View larger version (64K): [in this window] [in a new window]   Figure 8. Use dependence of the effects of propafenone on the slowly activating component of the delayed rectifier K+ current (IK,s). A, Current tracings recorded before and after exposure to 5 µmol/L propafenone when applying a 1-s test pulse from -40 to +50 mV (left) or when the same stimulation protocol was preceded by a train of 50 depolarizing pulses of 200-ms duration from -40 to +50 mV with an interpulse interval of 330 ms (right). The dotted line represents the zero current level. B, Current recordings obtained in a different cell in control conditions (top) and in the presence of 5 µmol/L propafenone (bottom). Depolarizing pulses 1 s in duration were applied to +50 mV, from a holding potential of -40 mV, after conditioning trains of 50 depolarizing pulses from -40 to +50 mV (200 ms in duration) at a frequency of 3 Hz.

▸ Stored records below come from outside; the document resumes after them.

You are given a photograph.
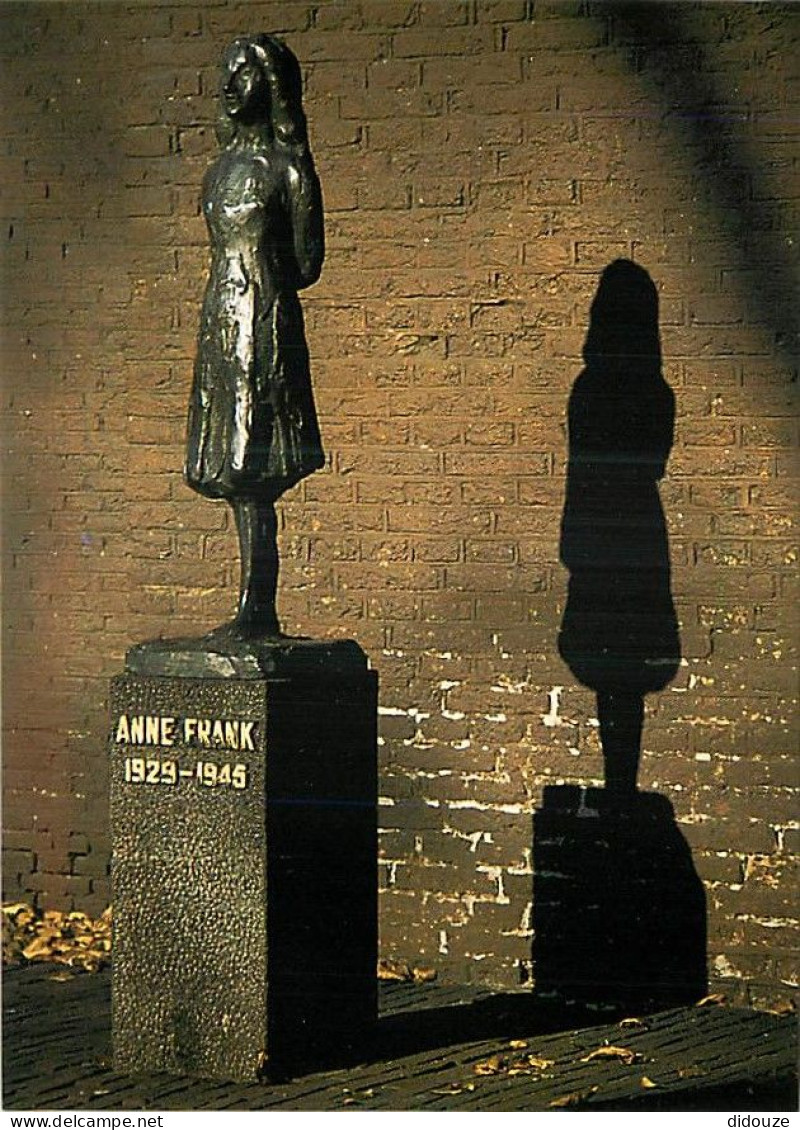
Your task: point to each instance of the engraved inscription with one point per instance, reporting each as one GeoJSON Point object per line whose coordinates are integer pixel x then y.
{"type": "Point", "coordinates": [168, 772]}
{"type": "Point", "coordinates": [198, 732]}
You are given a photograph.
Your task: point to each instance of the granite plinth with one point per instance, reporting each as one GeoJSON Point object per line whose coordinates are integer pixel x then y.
{"type": "Point", "coordinates": [243, 814]}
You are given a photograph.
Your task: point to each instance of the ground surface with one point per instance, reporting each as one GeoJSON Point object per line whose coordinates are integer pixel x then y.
{"type": "Point", "coordinates": [436, 1048]}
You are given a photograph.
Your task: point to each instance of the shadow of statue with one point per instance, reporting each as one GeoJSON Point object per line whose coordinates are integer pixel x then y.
{"type": "Point", "coordinates": [619, 631]}
{"type": "Point", "coordinates": [618, 909]}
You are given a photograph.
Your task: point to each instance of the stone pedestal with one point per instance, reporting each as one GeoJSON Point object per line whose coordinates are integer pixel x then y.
{"type": "Point", "coordinates": [243, 815]}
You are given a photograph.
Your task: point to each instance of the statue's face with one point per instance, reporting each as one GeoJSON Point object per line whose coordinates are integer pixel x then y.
{"type": "Point", "coordinates": [243, 84]}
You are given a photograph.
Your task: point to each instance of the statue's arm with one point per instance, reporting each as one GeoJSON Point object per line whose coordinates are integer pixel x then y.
{"type": "Point", "coordinates": [304, 198]}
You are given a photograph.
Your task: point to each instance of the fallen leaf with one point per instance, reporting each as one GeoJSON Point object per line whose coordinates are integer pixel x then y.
{"type": "Point", "coordinates": [608, 1051]}
{"type": "Point", "coordinates": [783, 1008]}
{"type": "Point", "coordinates": [393, 971]}
{"type": "Point", "coordinates": [574, 1097]}
{"type": "Point", "coordinates": [530, 1063]}
{"type": "Point", "coordinates": [493, 1066]}
{"type": "Point", "coordinates": [68, 938]}
{"type": "Point", "coordinates": [690, 1072]}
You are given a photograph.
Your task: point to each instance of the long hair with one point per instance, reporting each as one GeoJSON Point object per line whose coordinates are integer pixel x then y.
{"type": "Point", "coordinates": [284, 114]}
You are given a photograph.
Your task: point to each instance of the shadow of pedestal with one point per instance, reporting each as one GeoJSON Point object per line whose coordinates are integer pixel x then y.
{"type": "Point", "coordinates": [618, 909]}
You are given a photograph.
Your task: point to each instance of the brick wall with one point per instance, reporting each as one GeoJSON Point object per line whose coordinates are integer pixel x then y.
{"type": "Point", "coordinates": [483, 161]}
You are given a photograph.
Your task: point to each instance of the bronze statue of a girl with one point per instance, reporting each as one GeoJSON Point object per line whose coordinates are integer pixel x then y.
{"type": "Point", "coordinates": [252, 431]}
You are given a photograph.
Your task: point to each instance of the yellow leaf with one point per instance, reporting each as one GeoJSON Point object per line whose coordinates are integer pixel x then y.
{"type": "Point", "coordinates": [574, 1097]}
{"type": "Point", "coordinates": [609, 1051]}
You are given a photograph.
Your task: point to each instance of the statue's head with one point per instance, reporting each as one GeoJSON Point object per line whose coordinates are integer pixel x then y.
{"type": "Point", "coordinates": [244, 89]}
{"type": "Point", "coordinates": [261, 84]}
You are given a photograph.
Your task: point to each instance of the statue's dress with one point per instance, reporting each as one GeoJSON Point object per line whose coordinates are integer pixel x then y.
{"type": "Point", "coordinates": [252, 428]}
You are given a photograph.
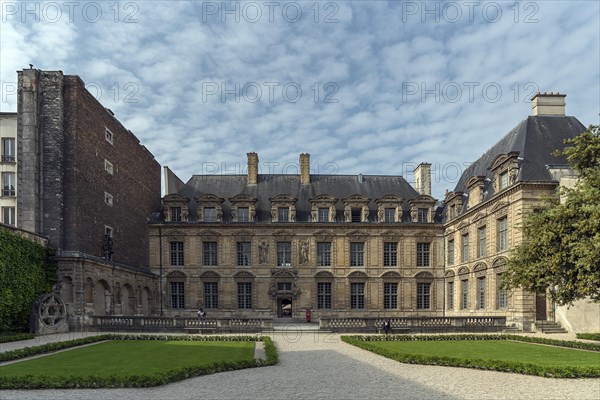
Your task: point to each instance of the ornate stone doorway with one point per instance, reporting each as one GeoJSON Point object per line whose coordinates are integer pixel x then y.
{"type": "Point", "coordinates": [284, 307]}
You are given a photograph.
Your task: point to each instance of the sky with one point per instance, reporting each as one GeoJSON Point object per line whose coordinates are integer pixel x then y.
{"type": "Point", "coordinates": [371, 87]}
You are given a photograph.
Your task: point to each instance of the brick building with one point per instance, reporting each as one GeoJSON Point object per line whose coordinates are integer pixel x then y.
{"type": "Point", "coordinates": [86, 183]}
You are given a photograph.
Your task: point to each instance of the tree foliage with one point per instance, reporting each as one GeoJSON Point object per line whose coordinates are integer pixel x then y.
{"type": "Point", "coordinates": [561, 251]}
{"type": "Point", "coordinates": [25, 273]}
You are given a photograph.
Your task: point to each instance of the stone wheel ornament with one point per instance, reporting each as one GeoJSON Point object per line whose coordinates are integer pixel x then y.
{"type": "Point", "coordinates": [52, 310]}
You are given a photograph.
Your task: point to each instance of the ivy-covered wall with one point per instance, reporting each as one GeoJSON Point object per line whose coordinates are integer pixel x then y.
{"type": "Point", "coordinates": [26, 271]}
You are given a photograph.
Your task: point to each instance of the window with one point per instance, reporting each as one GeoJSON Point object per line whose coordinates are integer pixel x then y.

To assess whether the change in pulse interval can modify the total amount of I_K,s block, in another series of experiments trains of 16 short (200-ms) depolarizing pulses to +50 mV from a holding potential of -40 mV were applied at a repetitive frequency of 0.5, 1, and 2 Hz. Outward currents elicited during the depolarizing pulse were measured immediately after the capacitive transient. The results obtained in a typical experiment when a train at 2 Hz was applied in the absence and presence of 5 µmol/L propafenone are shown in Fig 9A. Under control conditions, the outward currents during the depolarizing step and I_K,tails increased during the application of the train, and this effect was more marked as the frequency increased. The percentage of increase of the outward current elicited by the depolarizing step from the first to the last pulse was 62.8±23.5%, 86.4±43.3%, and 199.6±59.5% for trains at 0.5, 1, and 2 Hz, respectively. In the presence of 5 µmol/L propafenone, the outward current also increased during the trains of pulses, but this increase was less marked than that observed under control conditions, even when the difference reached statistical significance only at 2 Hz (138.3±50.2%, n=4, P<.05).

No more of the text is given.